In addition to working with emotions, there are other important factors in helping to find a sense of who you are and what you want to do. Please look over the following in addition to discovering your emotional truth. It is very important to remember that if anything on this list is difficult for you to do, there may be a hidden emotional truth against doing it. If so, try adapting the discovery exercises above to learn about this emotional truth, or click schedule a session to get help from a therapist.
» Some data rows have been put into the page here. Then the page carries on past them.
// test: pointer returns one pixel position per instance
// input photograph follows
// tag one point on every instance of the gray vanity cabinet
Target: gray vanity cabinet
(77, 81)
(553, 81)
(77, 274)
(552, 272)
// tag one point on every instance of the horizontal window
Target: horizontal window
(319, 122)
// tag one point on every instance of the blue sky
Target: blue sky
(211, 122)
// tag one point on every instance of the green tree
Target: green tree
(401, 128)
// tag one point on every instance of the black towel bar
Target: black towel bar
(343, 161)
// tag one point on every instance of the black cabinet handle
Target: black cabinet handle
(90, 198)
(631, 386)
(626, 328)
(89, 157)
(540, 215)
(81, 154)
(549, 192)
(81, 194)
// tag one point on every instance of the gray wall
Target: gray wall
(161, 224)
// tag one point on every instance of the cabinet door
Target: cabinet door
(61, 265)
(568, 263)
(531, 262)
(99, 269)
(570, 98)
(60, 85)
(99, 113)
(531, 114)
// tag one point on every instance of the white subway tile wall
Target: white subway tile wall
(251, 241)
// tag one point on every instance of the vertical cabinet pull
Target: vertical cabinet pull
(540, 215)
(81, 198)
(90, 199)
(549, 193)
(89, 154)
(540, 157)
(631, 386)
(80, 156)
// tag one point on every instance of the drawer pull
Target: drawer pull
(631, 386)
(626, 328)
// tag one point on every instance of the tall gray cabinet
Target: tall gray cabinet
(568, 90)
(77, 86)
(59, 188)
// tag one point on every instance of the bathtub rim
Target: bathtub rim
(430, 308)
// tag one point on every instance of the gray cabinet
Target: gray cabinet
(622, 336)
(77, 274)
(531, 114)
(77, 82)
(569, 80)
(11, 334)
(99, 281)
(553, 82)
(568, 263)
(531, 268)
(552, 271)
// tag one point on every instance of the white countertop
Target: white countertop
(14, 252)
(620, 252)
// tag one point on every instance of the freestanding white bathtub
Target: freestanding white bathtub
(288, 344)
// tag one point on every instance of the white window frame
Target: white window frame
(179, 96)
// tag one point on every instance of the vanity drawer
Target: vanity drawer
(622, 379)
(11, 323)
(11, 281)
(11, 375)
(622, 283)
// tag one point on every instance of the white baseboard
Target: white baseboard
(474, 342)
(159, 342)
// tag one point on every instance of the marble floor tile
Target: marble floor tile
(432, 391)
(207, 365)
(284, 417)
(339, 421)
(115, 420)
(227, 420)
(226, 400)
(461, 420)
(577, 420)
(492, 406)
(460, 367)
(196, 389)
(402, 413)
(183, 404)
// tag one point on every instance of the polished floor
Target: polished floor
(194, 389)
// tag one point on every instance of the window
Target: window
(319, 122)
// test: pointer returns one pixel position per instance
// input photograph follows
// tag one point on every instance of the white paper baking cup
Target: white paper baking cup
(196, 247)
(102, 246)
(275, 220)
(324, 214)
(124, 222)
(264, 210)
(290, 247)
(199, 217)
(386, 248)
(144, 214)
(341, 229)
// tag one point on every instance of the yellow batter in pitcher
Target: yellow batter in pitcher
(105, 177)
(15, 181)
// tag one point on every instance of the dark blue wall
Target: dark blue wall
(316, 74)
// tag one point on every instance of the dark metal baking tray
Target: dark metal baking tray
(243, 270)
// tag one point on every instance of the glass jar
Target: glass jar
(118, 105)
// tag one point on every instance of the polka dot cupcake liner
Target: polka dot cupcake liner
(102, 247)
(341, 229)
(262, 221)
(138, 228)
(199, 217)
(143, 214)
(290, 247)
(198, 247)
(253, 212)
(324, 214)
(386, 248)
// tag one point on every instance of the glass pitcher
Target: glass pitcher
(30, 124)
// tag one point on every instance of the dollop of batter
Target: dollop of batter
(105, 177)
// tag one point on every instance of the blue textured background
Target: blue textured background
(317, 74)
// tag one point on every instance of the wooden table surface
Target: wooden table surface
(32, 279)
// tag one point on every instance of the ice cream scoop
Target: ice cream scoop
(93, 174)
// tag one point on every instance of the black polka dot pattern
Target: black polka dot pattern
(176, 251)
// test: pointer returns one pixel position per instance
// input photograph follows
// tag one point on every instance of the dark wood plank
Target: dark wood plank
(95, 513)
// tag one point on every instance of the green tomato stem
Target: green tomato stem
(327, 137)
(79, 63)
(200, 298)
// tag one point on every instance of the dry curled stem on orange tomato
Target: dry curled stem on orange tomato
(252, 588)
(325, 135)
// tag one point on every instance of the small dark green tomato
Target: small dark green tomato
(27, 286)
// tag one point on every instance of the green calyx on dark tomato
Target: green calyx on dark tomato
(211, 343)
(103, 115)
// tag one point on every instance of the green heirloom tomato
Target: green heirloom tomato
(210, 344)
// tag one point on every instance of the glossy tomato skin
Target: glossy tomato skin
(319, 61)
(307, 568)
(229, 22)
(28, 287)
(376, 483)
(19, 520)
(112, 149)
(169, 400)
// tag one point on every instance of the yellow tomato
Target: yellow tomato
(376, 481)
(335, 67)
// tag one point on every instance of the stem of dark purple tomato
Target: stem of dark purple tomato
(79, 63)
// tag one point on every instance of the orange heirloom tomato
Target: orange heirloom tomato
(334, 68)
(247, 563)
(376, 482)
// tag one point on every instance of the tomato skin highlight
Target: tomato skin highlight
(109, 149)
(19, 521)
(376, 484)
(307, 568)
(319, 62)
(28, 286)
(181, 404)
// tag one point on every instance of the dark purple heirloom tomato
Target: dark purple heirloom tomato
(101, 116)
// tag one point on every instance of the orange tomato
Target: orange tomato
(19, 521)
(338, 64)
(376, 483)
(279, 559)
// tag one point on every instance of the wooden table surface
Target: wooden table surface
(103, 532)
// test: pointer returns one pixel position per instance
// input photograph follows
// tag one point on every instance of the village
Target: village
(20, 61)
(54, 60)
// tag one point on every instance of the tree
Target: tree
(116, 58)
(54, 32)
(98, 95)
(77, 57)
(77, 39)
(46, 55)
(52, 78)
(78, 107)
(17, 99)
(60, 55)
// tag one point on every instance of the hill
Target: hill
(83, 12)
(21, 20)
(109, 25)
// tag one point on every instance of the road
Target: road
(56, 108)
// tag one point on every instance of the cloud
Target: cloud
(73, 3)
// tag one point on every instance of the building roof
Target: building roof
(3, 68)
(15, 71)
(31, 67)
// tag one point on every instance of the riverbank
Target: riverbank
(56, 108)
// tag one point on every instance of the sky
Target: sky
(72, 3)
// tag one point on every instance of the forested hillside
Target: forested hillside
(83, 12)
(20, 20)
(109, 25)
  • Make a list of all the things that bring you joy and happiness. Try to spend more of your time with those things.
  • Spend some time jounraling about what you would do if food and rent were free. How would you spend your time?
  • Think of a jobs that allow you to do the things you love from those lists.
  • Get enough sleep, eat right, find some support (like a friend or group). Some people do not want to burden their friends with their troubles. Going to a support group is a good solution to this situation. You might try AA, CODA, or Depression Anonymous.
  • Stop drinking alcohol if you can. If you can’t, try going to AA. It has a depressive effect on your brain.
  • Get enough sunlight and exercise. They have been shown to be as effective as many forms of therapy at improving mood.
  • Practicing deep breathing for 10-20 minutes each day can help you to become clearer about your identity and life direction. Find a safe, calm place, sit comfortably, and take deep slow breaths. Try to concentrate on the sensation of breathing in your nose, chest or belly. You will soon find yourself lost in thoughts and worries, and when you do, congratulate yourself for having noticed that your mind wandered. Then go back to the breathing.
  • You may want to practice sending yourself love and compassion for 10-20 minutes a day. Find a safe, calm place, sit comfortably, and take deep slow breaths. Now say to yourself, "May you be safe. May you be loved. May you be healthy. May you be peaceful." Repeat these over and over again, just knowing that you want good things for yourself. You can also try sending these wishes to others.
  • If you are feeling suicidal, click here.

 

 

This site is maintained by Tim Desmond, MFTI 51287 :: Supervised by Bruce Ecker, MFC 21355
copyright © 2007 Tim Desmond, MA. Last updated 31March2007.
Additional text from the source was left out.